When you enter the wine shop at Quarter’s Liquors, you will feel like an archaeologist on a historic dig. They’ve crammed an amazing amount of wine in a relatively small area. Anthony, their well-meaning wine resident, seems to have a decent grasp on their new stock, but seems reluctant to talk about what is behind the red door. Oh yeah, let’s talk about that red door, behind which are some of the finest wines in the city. While not very well organized (maybe that’s part of the charm), every corner of this wine vault has something special. They even carry the mystical Château d’Yquem ($400). I would tell you about it, but even I haven’t tried it. Take your time looking around—it will pay off. I couldn’t leave the cellar without a wonderfully stored 1995 Château Léoville Barton ($75). This St. Julien beauty is almost a borderline medium-bodied wine, because it is so approachable. Layers of fresh cassis, oak, fig and slate dazzle your taste buds while a gorgeous and unique tart aftertaste leaves you satisfied. Though this is an 11-year bottle of wine, it’s still a bit tight. Recommended Pairing: I had this bottle, I mean a glass, with grilled ahi tuna and the pairing was magnificent.

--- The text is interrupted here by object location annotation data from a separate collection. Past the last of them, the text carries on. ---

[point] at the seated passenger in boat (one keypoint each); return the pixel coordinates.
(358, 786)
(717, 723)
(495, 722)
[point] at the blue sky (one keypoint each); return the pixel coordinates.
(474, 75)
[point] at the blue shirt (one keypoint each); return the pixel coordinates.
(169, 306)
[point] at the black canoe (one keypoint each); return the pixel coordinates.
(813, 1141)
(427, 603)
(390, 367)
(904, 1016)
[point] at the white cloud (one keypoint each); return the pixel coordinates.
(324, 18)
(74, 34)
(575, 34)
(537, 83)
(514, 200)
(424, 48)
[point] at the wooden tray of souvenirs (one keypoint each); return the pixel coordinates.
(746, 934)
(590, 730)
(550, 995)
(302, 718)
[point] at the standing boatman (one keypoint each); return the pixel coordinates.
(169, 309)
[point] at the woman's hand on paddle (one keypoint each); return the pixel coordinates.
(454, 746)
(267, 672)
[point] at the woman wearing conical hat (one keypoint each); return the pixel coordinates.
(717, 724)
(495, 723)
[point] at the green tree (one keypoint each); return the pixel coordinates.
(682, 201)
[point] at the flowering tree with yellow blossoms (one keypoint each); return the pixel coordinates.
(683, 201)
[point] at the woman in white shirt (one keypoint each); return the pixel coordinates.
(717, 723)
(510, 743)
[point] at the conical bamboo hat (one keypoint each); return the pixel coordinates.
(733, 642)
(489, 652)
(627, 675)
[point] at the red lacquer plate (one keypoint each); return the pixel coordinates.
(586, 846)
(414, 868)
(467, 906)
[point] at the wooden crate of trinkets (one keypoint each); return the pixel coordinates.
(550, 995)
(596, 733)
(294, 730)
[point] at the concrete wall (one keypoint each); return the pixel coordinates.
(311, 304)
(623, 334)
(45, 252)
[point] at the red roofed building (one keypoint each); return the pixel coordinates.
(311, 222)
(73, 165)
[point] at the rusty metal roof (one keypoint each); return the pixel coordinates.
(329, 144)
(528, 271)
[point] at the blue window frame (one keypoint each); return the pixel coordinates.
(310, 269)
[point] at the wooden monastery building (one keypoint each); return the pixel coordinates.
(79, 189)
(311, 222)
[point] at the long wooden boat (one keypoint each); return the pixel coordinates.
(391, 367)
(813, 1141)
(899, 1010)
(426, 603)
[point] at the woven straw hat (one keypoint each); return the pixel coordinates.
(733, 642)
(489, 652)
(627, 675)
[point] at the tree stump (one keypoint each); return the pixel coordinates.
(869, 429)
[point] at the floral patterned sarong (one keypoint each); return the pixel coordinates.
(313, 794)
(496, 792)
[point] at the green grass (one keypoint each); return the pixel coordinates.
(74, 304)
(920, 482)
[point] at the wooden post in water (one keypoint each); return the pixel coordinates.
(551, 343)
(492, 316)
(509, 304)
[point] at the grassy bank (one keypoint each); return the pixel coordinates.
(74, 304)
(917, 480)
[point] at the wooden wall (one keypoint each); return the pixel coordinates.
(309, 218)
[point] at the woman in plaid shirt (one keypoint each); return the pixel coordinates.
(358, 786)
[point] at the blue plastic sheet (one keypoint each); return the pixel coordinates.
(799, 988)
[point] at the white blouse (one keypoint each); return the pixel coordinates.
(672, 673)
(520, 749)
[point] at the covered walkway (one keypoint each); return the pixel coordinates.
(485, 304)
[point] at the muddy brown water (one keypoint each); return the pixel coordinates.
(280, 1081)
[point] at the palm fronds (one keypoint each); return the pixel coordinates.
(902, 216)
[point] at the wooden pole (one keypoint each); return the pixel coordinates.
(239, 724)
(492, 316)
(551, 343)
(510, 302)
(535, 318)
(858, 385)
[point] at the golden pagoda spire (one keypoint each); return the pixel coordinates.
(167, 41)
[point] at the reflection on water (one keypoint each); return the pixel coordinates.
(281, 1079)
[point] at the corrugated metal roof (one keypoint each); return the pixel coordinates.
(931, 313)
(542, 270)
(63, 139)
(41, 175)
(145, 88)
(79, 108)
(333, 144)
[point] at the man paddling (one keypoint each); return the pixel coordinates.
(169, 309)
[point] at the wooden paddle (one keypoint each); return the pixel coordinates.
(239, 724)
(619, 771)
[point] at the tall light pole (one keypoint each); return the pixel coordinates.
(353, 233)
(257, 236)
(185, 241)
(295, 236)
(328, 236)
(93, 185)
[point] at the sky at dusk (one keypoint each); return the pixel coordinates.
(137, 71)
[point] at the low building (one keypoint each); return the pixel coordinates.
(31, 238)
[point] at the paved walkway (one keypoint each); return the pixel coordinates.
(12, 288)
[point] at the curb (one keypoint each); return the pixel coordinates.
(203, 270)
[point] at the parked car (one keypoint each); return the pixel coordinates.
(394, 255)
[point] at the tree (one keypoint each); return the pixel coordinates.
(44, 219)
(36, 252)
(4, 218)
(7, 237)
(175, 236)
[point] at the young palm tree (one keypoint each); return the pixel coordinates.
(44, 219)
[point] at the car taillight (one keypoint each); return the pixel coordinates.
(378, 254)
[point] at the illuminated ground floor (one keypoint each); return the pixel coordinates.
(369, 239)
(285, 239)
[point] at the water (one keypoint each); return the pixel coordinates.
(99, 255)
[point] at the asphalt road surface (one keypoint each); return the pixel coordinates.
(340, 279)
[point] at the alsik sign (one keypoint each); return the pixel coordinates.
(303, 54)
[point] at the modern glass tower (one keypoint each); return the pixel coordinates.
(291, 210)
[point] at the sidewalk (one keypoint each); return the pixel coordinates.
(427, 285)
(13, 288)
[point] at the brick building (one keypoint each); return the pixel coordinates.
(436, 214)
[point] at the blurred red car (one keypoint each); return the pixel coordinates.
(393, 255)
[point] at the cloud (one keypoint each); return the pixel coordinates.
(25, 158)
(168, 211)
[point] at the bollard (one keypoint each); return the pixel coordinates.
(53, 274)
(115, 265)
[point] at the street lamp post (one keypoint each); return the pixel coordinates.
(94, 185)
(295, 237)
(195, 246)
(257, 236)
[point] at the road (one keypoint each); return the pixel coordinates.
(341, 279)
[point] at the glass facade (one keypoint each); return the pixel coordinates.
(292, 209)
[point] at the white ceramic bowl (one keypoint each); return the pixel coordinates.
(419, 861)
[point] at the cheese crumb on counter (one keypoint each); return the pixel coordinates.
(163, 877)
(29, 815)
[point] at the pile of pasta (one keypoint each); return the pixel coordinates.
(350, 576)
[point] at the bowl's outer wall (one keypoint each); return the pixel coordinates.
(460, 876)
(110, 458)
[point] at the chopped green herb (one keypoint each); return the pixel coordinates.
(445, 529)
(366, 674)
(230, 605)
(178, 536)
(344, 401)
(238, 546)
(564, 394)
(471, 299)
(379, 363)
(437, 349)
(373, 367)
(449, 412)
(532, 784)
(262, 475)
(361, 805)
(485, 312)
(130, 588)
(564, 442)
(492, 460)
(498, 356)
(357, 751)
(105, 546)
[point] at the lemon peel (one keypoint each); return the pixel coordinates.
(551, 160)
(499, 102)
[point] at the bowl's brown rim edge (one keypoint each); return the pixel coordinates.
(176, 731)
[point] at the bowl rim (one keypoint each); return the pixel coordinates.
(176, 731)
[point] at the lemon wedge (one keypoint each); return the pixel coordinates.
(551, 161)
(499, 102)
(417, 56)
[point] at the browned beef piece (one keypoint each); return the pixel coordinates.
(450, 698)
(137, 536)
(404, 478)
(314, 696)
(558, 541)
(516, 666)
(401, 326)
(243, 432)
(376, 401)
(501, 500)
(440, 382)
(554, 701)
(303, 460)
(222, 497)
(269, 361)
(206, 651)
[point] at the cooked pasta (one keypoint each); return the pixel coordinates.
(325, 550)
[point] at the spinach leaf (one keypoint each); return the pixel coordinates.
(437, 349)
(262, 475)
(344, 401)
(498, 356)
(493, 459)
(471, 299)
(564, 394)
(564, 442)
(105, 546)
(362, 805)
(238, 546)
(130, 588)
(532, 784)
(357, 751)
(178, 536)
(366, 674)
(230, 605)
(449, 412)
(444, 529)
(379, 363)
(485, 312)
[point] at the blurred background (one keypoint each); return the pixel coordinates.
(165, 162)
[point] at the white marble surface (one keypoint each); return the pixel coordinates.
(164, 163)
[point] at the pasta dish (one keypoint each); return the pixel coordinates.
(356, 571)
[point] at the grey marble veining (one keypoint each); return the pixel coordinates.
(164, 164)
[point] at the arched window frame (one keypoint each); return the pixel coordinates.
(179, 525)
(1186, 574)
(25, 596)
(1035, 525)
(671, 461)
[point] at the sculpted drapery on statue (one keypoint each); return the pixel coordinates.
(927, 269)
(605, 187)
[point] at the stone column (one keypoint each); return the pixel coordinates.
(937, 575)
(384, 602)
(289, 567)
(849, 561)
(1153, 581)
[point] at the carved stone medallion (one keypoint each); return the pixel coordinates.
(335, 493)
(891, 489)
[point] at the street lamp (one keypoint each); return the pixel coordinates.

Like a hooker at a church bake sale, I uncomfortably perused the dingy, unorganized shelves as the Kelly staff eyed me strangely. With signs reminiscent of a ’70s K-Mart, the aisles are marked with the wine varietals here. They may not, however, be exactly accurate, as I found small pockets of orphaned bottles scattered throughout the store. When I asked for help, the man behind the counter looked at me like a deer stuck in headlights. I did find some hidden gems that made me think there must be someone behind the wine-buying, but there’s no one in the shop to hold your hand in the buying process. They do have some great finds at reasonable prices, but I go to Kelly only to look for something I know they carry and to look for any new finds. Grab a bottle of the 2001 Napanook Red Wine ($35) for a look into a wine worth twice that price tag. I admit that I got a bit giddy when I saw this wine, as it has never done me wrong. Napanook is the second label to Dominus Estate Bottled wine. This rich, sophisticated offering exudes round, ripe, scrumptious berry flavors. Balanced beauty teases you with a delicious chocolate underpinning. Dry and full of flavor, you will easily go through this bottle and be left wanting for nothing. Recommended Pairing: Pizza goes great with this wine. While the sweet sauce brings out the wine’s structure a little too much, somehow the flavors mesh well.